# Contraception?



## Florencevegan (Jul 9, 2007)

I read an article posted on "Pijn People" (the New York website) called "HOLLYWOOD PIGEONS TO BE PUT ON THE PILL". 
What do people think about this idea as a compromise with those who want to control the population of wild pigeons in our cities? After all, humans use it, and we use it (by neutering) for our cats and dogs. 
Does it work? Is it harmful?
Florencevegan.


----------



## Skyeking (Jan 17, 2003)

I myself think it is a BETTER solution to the so-called over population issue of ferals when the alternative choice was death by poisoning. Egg replacement would be much better.

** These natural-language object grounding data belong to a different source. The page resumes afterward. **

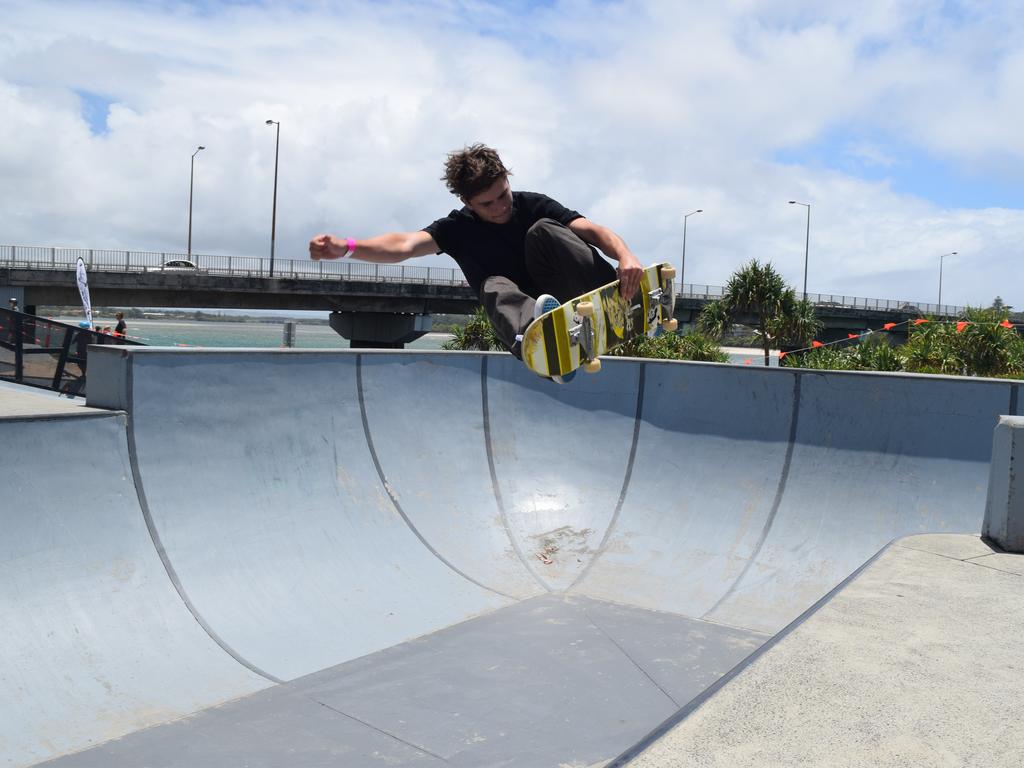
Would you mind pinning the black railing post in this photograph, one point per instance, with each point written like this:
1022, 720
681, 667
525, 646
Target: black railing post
18, 350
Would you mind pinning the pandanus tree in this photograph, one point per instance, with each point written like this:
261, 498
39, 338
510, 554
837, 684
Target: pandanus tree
758, 290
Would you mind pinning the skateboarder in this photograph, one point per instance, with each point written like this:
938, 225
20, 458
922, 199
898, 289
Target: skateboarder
523, 253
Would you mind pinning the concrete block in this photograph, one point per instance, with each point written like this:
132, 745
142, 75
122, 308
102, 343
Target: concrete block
108, 378
1005, 509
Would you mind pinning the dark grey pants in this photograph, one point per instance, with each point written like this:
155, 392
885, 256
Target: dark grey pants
559, 263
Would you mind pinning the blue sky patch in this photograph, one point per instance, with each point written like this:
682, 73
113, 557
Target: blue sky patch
95, 110
910, 170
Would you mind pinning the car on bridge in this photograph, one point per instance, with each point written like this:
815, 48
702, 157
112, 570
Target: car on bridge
175, 265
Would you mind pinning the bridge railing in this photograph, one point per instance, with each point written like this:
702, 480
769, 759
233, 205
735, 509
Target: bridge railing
42, 257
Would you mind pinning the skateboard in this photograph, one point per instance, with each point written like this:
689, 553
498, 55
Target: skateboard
578, 333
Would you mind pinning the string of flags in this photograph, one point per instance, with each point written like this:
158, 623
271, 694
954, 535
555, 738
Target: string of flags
961, 327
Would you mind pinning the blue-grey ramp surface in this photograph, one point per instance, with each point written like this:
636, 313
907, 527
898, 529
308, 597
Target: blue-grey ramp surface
430, 557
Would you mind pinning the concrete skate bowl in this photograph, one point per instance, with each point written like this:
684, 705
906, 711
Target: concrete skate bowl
438, 559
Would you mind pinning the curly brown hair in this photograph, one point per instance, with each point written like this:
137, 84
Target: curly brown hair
473, 169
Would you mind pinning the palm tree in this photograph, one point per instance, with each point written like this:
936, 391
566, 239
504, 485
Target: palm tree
477, 334
757, 289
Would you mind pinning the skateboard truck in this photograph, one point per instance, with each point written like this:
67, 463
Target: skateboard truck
666, 297
585, 335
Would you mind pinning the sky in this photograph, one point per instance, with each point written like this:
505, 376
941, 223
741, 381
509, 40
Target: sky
898, 123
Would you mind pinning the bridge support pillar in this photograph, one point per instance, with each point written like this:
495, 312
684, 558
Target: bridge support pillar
380, 330
1005, 509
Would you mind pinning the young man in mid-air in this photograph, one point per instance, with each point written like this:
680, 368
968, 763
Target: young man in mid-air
522, 253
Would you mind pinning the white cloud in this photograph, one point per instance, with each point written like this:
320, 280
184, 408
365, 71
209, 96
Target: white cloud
634, 113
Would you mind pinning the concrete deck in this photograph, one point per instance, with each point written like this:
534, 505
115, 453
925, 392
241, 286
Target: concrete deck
408, 558
919, 660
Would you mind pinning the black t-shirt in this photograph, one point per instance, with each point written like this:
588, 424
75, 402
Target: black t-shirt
483, 250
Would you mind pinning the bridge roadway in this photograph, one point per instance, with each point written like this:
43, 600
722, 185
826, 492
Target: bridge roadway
364, 290
267, 558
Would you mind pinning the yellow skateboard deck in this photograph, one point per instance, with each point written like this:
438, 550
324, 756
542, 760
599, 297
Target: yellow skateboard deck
580, 331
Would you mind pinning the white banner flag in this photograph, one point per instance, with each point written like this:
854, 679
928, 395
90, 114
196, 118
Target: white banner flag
83, 289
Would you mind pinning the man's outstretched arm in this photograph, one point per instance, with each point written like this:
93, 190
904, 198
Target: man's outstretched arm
383, 249
613, 247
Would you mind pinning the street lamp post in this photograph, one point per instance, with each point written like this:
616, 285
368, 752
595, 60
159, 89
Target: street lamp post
940, 276
192, 176
273, 215
682, 265
807, 241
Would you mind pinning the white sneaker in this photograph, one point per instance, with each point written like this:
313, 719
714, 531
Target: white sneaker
545, 303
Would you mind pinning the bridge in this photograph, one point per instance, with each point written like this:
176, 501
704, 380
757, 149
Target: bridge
371, 304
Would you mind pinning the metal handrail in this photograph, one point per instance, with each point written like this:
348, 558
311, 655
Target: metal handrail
47, 257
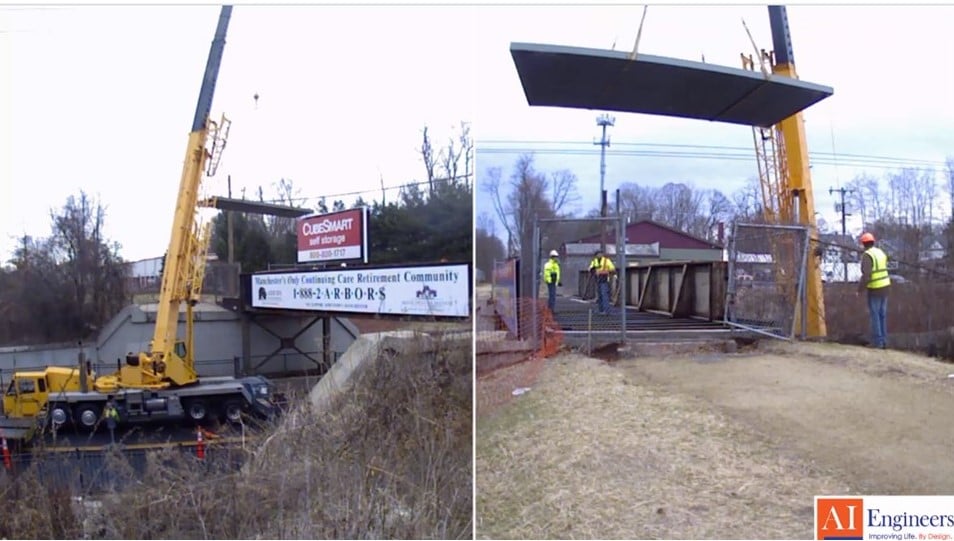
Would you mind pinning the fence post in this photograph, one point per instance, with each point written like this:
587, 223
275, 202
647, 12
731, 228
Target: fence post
589, 331
621, 274
729, 314
535, 286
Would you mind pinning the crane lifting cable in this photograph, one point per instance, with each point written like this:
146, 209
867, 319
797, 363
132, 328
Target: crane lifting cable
639, 33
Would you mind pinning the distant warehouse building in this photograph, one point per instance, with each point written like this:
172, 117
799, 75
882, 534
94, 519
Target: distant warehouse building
646, 241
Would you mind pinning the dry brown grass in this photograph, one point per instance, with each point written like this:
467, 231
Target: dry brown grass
591, 453
394, 461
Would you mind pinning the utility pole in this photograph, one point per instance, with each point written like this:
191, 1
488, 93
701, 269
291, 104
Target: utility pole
603, 121
228, 217
844, 223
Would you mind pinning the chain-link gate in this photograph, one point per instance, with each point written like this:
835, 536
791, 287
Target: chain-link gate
575, 307
767, 272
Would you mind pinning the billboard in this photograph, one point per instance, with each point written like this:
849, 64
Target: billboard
338, 236
442, 290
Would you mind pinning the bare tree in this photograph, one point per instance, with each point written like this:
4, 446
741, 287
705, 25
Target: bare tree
637, 202
430, 160
458, 150
678, 205
564, 184
747, 201
949, 169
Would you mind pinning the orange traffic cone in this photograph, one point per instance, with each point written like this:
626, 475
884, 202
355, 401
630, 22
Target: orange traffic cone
199, 445
6, 454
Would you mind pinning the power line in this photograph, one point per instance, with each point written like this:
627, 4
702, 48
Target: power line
663, 150
304, 199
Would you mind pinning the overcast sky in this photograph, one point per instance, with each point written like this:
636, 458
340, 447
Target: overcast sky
890, 68
102, 99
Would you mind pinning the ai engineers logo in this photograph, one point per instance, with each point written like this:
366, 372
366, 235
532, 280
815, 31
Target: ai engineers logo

Only time will tell if it works.


Here is the thread on "Pigeons on the pill"


http://www.pigeons.biz/forums/showthread.php?t=21991


----------



## Feefo (Feb 8, 2002)

Hi Florence,

I am all in favour of any humane means that will reduce the hatred of ferals and it is their numbers that seem to fan this hatred in Joe Public. Anyone who had to try to nurse a poisoned or shot pigeon back to health, or who has had to try to save pigeons from being trapped and killed for perching on the wrong roof , or who has jumped in front of a car to stop the driver from deliberately running over a pigeon must feel the same.

Like you, I believe that it is responsible to have my dogs and cats neutered rather than let them breed and then try to find "loving" homes. For the same reason I replace the eggs that my rescue pigeons lay with plastic ones.

I think this was the first thread on the subject:

http://www.pigeons.biz/forums/showthread.php?t=21937&referrerid=560

Cynthia


----------



## ZigZagMarquis (Aug 31, 2004)

Florencevegan said:


> I read an article posted on "Pijn People" (the New York website) called "HOLLYWOOD PIGEONS TO BE PUT ON THE PILL".
> What do people think about this idea as a compromise with those who want to control the population of wild pigeons in our cities? After all, humans use it, and we use it (by neutering) for our cats and dogs.
> Does it work? Is it harmful?
> Florencevegan.



I hear that the Pope & the Catholic Church have come out strongly against the "pigeon pill".


----------



## Charis (Feb 11, 2007)

ZigZagMarquis said:


> I hear that the Pope & the Catholic Church have come out strongly against the "pigeon pill".


I am tuely LOL. So funny.


----------



## george simon (Feb 28, 2006)

Have any of you given thought to the fact that there other birds that eat grain and they may be on the endangerd list. Now many of these that are endangered are on the brink of extinction and if they eat this grain it will cause them not to be able to reproduce.Also think about this grain that has been treated falling into the hands of the wrong people,like builder that can"t build because there is a endangered bird nesting on this land. Think about this!! back in the 1950's DDT was going to rid us of all insect life, as years passed we found that it caused weak egg shells and many speices of birds were affected. .GEORGE


----------



## warriec (Feb 2, 2007)

I read that the pill does not work very well with the pigeons and that egg replacements works better. 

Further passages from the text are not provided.